- Born: Shannon Renee' Magrane October 21, 1995 (age 30) Tampa, Florida, U.S.
- Genres: Pop
- Occupation: Singer
- Instrument: Vocals
- Years active: 2011–present
- Website: www.shannonmagrane.com

= Shannon Magrane =

American singer (born 1995)

Shannon Renee' Magrane (born October 21, 1995) is an American singer from Tampa, Florida, who finished in eleventh place on the eleventh season of American Idol.

==Early life and education==
Her father is former St. Louis Cardinals pitcher and former Tampa Bay Rays broadcaster Joe Magrane. Magrane graduated from Howard W. Blake High School.

==American Idol==
Magrane auditioned in Savannah, Georgia. In the semi-finals she performed "Go Light Your World" by Kathy Troccoli. She was one of the top five female vote getters and advanced to the top 13. In the top 13 she performed "I Have Nothing" by Whitney Houston and was one of the bottom three female voter getters, but was declared safe. In the top 11, she performed "One Sweet Day" by Mariah Carey and Boyz II Men and was eliminated.

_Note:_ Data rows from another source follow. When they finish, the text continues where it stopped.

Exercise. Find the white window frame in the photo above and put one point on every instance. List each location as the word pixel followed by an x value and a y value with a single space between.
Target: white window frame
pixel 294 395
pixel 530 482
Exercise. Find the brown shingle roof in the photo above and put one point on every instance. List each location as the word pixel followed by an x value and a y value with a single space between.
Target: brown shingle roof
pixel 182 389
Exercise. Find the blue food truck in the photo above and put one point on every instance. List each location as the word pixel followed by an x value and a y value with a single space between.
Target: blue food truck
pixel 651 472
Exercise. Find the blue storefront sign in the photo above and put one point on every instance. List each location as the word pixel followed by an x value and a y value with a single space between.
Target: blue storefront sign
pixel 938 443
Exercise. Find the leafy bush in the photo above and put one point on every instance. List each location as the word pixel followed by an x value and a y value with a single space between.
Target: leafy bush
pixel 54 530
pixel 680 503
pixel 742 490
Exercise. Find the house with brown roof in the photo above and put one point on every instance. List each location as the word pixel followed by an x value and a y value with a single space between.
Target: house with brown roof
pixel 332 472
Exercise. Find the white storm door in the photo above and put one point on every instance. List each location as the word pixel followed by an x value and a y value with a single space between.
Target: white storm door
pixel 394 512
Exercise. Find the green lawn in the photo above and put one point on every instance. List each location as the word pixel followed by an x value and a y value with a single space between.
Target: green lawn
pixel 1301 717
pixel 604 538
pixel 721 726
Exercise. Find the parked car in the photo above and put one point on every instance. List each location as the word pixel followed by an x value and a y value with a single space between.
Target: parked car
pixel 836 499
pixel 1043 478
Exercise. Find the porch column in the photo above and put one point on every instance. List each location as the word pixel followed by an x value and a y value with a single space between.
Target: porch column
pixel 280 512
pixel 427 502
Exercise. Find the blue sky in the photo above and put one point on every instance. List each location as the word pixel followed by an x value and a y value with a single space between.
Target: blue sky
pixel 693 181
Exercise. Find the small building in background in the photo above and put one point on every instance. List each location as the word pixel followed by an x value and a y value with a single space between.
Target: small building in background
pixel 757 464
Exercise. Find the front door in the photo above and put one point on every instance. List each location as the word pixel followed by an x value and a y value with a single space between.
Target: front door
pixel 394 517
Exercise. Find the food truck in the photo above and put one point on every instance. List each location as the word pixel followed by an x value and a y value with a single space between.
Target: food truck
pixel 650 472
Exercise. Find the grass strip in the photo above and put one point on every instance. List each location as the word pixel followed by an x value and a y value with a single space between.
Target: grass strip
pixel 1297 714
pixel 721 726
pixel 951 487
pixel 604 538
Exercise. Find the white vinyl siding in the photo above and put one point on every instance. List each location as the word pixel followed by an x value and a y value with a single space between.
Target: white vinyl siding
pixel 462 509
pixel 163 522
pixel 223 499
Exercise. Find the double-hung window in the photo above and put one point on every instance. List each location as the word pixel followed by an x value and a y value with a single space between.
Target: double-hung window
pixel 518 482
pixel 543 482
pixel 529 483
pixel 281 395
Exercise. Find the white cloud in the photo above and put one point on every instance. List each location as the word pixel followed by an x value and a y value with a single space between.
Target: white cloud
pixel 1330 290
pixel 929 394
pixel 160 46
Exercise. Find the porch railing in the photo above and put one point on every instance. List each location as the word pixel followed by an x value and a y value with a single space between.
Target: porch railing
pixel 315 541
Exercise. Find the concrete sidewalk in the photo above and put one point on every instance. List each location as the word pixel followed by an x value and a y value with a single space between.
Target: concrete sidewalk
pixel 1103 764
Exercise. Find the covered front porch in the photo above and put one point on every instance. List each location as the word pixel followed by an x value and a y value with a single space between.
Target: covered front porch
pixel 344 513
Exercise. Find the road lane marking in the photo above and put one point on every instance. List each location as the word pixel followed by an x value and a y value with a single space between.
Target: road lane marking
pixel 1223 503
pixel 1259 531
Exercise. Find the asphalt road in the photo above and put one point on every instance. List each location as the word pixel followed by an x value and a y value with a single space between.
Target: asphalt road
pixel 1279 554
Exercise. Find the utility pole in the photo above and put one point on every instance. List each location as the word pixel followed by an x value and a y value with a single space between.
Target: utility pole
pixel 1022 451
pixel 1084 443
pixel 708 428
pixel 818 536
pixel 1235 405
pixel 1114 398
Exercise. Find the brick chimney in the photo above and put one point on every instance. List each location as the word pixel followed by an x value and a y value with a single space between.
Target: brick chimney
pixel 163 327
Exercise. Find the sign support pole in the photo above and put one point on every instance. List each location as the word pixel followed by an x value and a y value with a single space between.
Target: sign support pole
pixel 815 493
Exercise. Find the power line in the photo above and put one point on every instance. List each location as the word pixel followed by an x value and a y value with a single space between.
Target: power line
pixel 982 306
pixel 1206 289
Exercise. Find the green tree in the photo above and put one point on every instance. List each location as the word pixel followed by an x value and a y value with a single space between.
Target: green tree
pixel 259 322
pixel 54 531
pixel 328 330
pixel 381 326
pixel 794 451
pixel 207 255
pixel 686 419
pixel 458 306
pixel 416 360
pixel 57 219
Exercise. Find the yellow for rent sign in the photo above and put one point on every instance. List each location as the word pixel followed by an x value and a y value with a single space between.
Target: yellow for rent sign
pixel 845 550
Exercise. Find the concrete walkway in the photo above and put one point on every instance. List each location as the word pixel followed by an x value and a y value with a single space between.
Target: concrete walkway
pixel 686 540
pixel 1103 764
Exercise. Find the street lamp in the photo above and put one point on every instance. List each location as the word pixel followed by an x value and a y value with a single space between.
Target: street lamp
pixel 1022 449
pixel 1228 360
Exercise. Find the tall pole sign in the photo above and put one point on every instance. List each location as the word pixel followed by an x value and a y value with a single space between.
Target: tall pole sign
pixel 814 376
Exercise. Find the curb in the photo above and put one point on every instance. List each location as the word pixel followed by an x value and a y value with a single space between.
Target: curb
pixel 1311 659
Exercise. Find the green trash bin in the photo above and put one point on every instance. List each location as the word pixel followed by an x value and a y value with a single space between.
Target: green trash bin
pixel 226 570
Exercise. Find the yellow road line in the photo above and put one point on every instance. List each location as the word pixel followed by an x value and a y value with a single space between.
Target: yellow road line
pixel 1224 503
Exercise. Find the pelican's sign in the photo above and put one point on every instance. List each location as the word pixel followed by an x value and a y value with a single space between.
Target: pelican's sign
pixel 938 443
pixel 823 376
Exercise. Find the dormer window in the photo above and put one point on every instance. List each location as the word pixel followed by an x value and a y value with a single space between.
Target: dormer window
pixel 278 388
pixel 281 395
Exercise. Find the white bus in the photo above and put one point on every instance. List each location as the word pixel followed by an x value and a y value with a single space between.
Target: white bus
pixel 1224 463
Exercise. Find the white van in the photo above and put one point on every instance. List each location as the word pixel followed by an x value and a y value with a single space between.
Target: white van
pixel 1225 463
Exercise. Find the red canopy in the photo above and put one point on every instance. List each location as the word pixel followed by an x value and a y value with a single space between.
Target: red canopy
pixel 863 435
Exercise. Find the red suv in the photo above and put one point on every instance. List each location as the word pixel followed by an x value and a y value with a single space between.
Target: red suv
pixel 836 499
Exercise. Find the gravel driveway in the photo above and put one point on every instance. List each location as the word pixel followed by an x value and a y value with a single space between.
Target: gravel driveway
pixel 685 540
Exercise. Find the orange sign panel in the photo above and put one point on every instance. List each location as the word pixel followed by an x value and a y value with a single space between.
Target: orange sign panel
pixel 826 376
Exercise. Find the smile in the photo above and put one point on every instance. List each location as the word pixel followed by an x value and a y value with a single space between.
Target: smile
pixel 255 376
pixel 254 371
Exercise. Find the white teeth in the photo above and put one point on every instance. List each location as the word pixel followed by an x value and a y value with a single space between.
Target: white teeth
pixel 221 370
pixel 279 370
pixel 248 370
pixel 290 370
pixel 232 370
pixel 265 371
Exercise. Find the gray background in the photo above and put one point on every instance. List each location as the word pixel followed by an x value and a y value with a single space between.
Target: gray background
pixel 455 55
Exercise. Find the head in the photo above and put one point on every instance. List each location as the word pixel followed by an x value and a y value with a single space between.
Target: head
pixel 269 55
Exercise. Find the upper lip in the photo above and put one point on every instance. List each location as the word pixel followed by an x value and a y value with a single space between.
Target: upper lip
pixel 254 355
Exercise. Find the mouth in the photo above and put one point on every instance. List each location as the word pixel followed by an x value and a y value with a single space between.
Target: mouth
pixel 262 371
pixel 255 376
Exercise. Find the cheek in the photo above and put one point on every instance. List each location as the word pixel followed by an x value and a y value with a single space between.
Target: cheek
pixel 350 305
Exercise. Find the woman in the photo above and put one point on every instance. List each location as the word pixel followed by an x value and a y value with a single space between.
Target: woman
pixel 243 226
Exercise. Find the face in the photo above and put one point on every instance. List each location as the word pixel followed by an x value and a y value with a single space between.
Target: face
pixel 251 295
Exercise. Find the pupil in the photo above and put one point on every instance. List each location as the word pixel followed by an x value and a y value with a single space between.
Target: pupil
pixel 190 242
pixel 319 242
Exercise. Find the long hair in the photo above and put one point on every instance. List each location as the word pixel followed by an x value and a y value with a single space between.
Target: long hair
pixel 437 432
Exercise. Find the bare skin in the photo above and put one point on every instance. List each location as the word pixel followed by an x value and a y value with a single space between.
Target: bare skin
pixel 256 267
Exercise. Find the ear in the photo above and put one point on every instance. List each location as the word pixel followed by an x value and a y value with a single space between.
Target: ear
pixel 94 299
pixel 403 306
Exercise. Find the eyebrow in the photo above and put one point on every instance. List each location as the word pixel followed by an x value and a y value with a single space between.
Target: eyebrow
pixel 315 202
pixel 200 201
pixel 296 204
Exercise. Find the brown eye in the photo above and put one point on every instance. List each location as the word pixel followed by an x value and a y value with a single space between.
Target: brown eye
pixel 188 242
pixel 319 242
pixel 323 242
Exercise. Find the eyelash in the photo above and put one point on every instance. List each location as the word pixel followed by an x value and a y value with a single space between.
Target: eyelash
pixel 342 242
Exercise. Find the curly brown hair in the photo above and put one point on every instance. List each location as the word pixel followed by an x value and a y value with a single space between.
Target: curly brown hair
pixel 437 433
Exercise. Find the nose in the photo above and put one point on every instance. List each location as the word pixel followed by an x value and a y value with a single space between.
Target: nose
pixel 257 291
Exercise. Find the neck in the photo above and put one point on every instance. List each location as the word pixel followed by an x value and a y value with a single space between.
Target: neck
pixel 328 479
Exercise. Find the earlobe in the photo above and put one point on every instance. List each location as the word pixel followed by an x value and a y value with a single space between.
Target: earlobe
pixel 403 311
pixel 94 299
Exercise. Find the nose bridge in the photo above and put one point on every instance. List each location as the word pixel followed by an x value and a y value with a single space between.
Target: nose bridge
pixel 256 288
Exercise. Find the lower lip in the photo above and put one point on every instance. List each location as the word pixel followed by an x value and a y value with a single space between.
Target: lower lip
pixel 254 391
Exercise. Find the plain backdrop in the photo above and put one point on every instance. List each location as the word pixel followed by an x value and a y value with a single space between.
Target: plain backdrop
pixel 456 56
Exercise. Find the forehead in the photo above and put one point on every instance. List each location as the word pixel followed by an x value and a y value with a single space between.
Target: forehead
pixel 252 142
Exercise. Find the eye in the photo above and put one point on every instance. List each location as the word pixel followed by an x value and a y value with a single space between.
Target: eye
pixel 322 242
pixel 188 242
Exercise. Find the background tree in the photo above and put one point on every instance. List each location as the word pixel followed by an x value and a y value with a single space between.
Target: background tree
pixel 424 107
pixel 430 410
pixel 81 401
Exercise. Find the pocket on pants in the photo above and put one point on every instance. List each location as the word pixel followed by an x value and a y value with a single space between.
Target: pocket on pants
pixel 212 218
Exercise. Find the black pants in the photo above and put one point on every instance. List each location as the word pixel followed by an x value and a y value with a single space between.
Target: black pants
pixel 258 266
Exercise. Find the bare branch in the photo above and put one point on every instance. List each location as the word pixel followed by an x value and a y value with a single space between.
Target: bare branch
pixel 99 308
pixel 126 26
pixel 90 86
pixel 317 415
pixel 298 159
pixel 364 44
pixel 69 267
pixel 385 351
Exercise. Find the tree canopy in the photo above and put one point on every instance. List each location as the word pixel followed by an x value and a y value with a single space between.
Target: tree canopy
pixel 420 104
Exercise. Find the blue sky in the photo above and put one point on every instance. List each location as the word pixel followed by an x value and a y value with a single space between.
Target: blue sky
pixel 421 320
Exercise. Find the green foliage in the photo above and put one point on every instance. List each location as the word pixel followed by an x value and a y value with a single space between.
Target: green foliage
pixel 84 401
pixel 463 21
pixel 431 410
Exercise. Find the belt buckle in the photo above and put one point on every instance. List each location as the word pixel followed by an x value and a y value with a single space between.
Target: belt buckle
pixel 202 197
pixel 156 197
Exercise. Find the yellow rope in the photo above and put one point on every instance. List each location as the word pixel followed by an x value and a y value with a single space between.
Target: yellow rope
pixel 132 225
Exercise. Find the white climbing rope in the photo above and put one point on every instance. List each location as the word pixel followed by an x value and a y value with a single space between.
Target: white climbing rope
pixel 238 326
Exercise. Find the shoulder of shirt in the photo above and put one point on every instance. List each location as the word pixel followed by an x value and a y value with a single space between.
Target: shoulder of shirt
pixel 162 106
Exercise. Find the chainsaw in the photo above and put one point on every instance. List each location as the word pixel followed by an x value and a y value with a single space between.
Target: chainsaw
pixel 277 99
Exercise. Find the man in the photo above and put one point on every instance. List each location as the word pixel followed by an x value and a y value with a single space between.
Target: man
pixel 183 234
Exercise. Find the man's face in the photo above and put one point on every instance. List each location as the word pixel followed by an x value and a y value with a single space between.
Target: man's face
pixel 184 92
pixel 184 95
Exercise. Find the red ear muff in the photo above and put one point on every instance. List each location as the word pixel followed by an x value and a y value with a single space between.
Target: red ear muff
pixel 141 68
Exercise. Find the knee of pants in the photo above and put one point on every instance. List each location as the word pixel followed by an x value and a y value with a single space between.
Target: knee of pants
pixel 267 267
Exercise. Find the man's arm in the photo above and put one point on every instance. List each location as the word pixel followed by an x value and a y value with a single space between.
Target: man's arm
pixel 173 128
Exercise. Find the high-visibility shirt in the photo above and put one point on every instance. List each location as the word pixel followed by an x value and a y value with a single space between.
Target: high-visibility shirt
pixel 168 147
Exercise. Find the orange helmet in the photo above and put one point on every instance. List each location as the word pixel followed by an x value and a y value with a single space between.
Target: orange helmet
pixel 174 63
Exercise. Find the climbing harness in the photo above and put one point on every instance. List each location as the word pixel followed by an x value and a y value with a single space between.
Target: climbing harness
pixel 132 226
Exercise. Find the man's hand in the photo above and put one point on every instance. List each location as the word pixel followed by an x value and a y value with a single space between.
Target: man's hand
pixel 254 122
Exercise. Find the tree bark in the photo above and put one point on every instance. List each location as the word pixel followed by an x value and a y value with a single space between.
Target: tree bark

===Performances/results===

| Episode | Theme | Song choice | Original artist | Order # | Result |
|---|---|---|---|---|---|
| Audition | Auditioner's Choice | "Something's Got a Hold on Me" | Etta James | N/A | Advanced |
| Hollywood Round, Part 1 | First Solo | "Fallin'" | Alicia Keys | N/A | Advanced |
| Hollywood Round, Part 2 | Group Performance | "Hit 'Em Up Style (Oops!)" | Blu Cantrell | N/A | Advanced |
| Hollywood Round, Part 3 | Second Solo | "What a Wonderful World" | Louis Armstrong | N/A | Advanced |
| Las Vegas Round | Songs from the 1950s Group Performance | "At the Hop" / "Blue Suede Shoes" with Joshua Ledet, Curtis Finch, Jr., and Amber Holcomb | Danny & the Juniors / Carl Perkins | N/A | Advanced |
| Final Judgement | Final Solo | "The Trouble with Love Is" | Kelly Clarkson | N/A | Advanced |
| Top 25 (12 Women) | Personal Choice | "Go Light Your World" | Kathy Troccoli | 10 | Advanced |
| Top 13 | Whitney Houston | "I Have Nothing" | Whitney Houston | 6 | Bottom 3 Women^{1} |
| Top 11 | Year They Were Born | "One Sweet Day" | Mariah Carey & Boyz II Men | 6 | Eliminated |

- When Ryan Seacrest announced the results for this particular night, Magrane was among the Bottom 3 Women but declared safe second, as Elise Testone was declared as the bottom female vote getter.

==Post-Idol==
Magrane appeared on The Today Show and Anderson on March 20, 2012.
On April 13, 2012, Magrane performed "The Star-Spangled Banner" at Busch Stadium prior to the season home opener of the St. Louis Cardinals. She also performed at the official welcome party of the 2012 Republican National Convention.
Since then, Magrane has released her first single Weather and is currently working on new music.

==Voice==
Magrane possesses the vocal range of a mezzo-soprano.